# Blackfin Tuna - Destin - 8/16/2014



## pimpfist (Mar 12, 2012)

Had about 3 hours to fish this morning so we load up and launch in Destin around 5:45AM.

Jigged up some bait on the gold hook rig (cigs, sardines, monster speedos) and start pedaling out to deeper water... had one live cig snatched on the way out, 

We spot the birds and fish busting on top, at first I'm thinking bobo's but then i realize they are knocking several baitfish out of the water... they must be bigger, maybe BFT??!

So as we're pedaling around the action slowling, one of rods bends back slightly.. Isiah hands me the rod and I can tell there's a fish on, but it doesn't feel very big at all, small king maybe? AS I start pumping it in, I can tell it's something more substantial, fish is not running at all?

All of a sudden, the fish takes off like a freight train and keeps going and going and going... For a second or two I thought we were gonna get spooled! Finally got the Yak turned in the proper direction and after a bout 10 more minutes of pumpning! BFT is in the YAK!

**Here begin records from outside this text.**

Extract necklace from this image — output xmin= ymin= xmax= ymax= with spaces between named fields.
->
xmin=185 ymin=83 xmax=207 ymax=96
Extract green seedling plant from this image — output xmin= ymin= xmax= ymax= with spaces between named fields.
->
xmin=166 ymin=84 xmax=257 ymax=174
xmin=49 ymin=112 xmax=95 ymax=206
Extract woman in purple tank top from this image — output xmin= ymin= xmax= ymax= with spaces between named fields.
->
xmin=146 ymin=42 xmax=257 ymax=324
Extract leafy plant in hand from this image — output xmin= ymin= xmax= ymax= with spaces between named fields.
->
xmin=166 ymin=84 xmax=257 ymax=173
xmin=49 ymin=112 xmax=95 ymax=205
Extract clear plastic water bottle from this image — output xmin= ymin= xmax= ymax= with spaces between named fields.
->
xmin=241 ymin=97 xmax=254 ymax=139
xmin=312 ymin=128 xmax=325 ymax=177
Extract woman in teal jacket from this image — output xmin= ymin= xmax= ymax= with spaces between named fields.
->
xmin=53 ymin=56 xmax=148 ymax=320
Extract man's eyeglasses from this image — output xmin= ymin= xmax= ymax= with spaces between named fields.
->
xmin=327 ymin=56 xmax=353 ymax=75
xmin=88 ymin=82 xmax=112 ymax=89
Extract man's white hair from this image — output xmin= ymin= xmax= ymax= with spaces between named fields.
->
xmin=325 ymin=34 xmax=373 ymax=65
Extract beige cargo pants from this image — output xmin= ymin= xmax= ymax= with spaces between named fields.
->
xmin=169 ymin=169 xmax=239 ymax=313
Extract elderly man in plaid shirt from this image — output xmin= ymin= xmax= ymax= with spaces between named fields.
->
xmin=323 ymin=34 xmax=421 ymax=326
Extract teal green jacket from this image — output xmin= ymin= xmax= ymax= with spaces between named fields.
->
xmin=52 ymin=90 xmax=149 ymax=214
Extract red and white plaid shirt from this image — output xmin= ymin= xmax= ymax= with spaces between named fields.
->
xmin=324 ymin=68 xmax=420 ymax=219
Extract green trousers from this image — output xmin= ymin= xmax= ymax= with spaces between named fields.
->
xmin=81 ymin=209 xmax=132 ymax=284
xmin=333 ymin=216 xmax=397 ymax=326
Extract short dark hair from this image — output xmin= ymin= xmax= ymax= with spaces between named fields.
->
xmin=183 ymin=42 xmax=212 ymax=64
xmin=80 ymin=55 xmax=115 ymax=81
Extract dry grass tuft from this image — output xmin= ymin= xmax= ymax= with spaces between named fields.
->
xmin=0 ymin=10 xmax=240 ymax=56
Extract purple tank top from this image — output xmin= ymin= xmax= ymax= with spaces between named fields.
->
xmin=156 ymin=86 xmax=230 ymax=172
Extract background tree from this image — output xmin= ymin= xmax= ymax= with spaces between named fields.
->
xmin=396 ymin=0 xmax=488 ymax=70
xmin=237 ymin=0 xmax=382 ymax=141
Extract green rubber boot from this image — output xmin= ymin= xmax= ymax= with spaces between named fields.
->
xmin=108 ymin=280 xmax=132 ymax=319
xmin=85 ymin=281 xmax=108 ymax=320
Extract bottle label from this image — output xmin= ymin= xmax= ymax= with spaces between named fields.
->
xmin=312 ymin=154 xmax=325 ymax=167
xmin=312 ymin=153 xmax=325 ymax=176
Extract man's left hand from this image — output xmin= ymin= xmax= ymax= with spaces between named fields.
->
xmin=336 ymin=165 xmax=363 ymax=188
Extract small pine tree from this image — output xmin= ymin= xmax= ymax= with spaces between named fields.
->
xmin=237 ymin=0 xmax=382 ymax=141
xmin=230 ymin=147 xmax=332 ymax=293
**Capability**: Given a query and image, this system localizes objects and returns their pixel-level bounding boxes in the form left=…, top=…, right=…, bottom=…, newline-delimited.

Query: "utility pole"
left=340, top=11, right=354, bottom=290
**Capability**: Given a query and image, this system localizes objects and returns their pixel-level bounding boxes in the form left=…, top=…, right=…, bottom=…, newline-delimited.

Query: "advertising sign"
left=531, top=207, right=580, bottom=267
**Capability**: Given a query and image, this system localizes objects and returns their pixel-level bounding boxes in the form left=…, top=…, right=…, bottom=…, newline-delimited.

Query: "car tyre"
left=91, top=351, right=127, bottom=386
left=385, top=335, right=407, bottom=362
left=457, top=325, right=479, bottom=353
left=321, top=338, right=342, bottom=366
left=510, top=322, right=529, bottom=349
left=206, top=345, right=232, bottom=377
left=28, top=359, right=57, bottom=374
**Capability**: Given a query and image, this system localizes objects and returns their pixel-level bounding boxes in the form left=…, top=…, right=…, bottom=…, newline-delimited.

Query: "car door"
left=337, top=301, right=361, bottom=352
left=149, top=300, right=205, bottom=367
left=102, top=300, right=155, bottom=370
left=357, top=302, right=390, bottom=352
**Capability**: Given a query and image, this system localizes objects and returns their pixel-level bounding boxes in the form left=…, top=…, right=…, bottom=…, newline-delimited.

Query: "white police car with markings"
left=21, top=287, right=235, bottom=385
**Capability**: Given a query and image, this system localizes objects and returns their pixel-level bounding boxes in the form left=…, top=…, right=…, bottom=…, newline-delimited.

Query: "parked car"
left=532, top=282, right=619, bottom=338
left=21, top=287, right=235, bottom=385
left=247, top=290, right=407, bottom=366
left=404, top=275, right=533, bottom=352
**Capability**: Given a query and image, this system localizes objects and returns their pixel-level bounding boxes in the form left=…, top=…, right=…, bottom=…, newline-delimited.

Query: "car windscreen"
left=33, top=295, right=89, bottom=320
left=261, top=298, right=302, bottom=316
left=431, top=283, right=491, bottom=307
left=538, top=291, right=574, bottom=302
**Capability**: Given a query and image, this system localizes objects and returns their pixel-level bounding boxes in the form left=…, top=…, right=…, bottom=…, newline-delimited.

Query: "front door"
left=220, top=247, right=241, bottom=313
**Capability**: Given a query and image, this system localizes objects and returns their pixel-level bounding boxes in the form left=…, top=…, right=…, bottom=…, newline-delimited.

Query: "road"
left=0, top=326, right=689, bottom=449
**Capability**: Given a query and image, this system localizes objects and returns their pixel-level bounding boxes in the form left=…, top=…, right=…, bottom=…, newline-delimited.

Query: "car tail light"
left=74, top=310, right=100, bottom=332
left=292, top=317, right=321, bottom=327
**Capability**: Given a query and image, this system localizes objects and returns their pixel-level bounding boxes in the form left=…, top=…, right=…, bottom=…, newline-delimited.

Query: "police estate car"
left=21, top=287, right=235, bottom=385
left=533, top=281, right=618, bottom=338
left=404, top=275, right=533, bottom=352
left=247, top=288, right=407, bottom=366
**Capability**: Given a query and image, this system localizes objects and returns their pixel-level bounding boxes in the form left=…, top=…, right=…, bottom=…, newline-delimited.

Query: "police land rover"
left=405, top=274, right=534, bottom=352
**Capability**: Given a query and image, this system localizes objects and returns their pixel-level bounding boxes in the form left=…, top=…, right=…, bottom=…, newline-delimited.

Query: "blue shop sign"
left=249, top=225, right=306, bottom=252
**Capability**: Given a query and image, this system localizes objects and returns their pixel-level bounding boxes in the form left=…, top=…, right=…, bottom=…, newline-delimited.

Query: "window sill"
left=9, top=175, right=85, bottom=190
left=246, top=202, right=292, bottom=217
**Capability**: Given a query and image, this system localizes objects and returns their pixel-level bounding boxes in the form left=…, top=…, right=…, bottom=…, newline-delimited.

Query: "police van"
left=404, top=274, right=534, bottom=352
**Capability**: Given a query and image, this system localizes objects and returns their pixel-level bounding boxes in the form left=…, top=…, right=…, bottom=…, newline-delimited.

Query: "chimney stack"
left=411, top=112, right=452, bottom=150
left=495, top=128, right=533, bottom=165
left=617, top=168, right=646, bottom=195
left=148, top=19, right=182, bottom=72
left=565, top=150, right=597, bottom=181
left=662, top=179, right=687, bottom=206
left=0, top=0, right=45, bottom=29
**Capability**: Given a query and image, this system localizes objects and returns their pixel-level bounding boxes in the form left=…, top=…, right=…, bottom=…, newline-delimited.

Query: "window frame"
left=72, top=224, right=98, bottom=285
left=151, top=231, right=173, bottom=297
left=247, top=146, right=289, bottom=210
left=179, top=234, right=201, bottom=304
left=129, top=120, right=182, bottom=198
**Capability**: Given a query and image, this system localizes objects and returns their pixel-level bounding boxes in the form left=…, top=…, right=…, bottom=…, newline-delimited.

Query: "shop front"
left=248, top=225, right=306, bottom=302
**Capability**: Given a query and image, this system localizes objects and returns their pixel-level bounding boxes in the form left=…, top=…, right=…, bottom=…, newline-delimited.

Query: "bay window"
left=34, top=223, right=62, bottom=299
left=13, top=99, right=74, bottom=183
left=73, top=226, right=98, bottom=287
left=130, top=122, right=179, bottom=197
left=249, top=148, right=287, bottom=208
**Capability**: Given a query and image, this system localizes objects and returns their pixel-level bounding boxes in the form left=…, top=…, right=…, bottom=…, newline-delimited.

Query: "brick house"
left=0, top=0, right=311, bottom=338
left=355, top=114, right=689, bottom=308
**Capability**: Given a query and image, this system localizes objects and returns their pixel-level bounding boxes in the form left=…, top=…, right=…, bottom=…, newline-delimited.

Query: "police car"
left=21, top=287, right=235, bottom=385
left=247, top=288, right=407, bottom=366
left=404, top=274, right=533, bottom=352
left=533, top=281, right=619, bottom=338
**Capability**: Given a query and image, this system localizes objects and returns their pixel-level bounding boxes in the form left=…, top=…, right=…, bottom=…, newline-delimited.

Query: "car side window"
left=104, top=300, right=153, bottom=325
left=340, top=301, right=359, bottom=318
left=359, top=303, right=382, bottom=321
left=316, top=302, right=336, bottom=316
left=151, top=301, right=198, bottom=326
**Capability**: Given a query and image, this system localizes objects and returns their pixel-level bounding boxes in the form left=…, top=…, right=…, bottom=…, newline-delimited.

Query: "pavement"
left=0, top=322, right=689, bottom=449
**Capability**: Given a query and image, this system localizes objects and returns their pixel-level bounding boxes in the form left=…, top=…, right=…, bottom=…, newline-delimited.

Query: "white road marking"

I captured almost all of it on GoPro and will be posting it sometime soon!


----------



## Gulf Coast Outfitters (Oct 8, 2007)

Nice work!!


----------



## eym_sirius (Oct 17, 2007)

An Epic Catch!


----------



## Chris V (Oct 18, 2007)

That's a fatty! Nice catch


----------



## Bodupp (Oct 3, 2007)

Good fish and good report.


----------



## WAReilly (Jun 2, 2014)

Awesome!


----------



## Chapman5011 (Mar 7, 2013)

So cool.
I just wish I could catch one when I travel to the edge and back. 
Good catch


----------



## Jason (Oct 2, 2007)

Man ohhhh man.....gonna eat good brother!


----------



## superchua (May 16, 2011)

Congrats, I saw you guys out there. I launched a little bit later, and you guys were already catching bait by the time I pulled up in my truck. I trolled to the west about 4 miles and only had 5 strikes. All of them either hit my bait short or popped off during the fight.


----------



## Ridefish (Jun 8, 2014)

That is too cool. Pics on the beach look cool too. The white sand is cool contrast to the tuna.


----------



## Michael f sights (Jun 19, 2012)

Great Fish, Congrats!


----------



## pimpfist (Mar 12, 2012)

Just posted video on Youtube...


----------



## JD7.62 (Feb 13, 2008)

You have the tuna touch man!


----------



## Fishermon (Oct 19, 2007)

'wicked tuna' kayak style...way to go guys....awesome....Thanks for sharing. :thumbsup:


----------



## GROUPERKING (Sep 28, 2011)

Very nice ! A big ol blackfin from the yak, with in sight of the beach. Hard to beat that.


----------



## J.Roberts (Jun 10, 2013)

Thats awesome dude. Nice job :notworthy:


----------



## waterwings (Dec 11, 2007)

Great job. Big Hi 5 to your 1st mate.


----------



## pimpfist (Mar 12, 2012)

waterwings said:


> Great job. Big Hi 5 to your 1st mate.


Agree! He did a great job snatching the fish up and holding on!


----------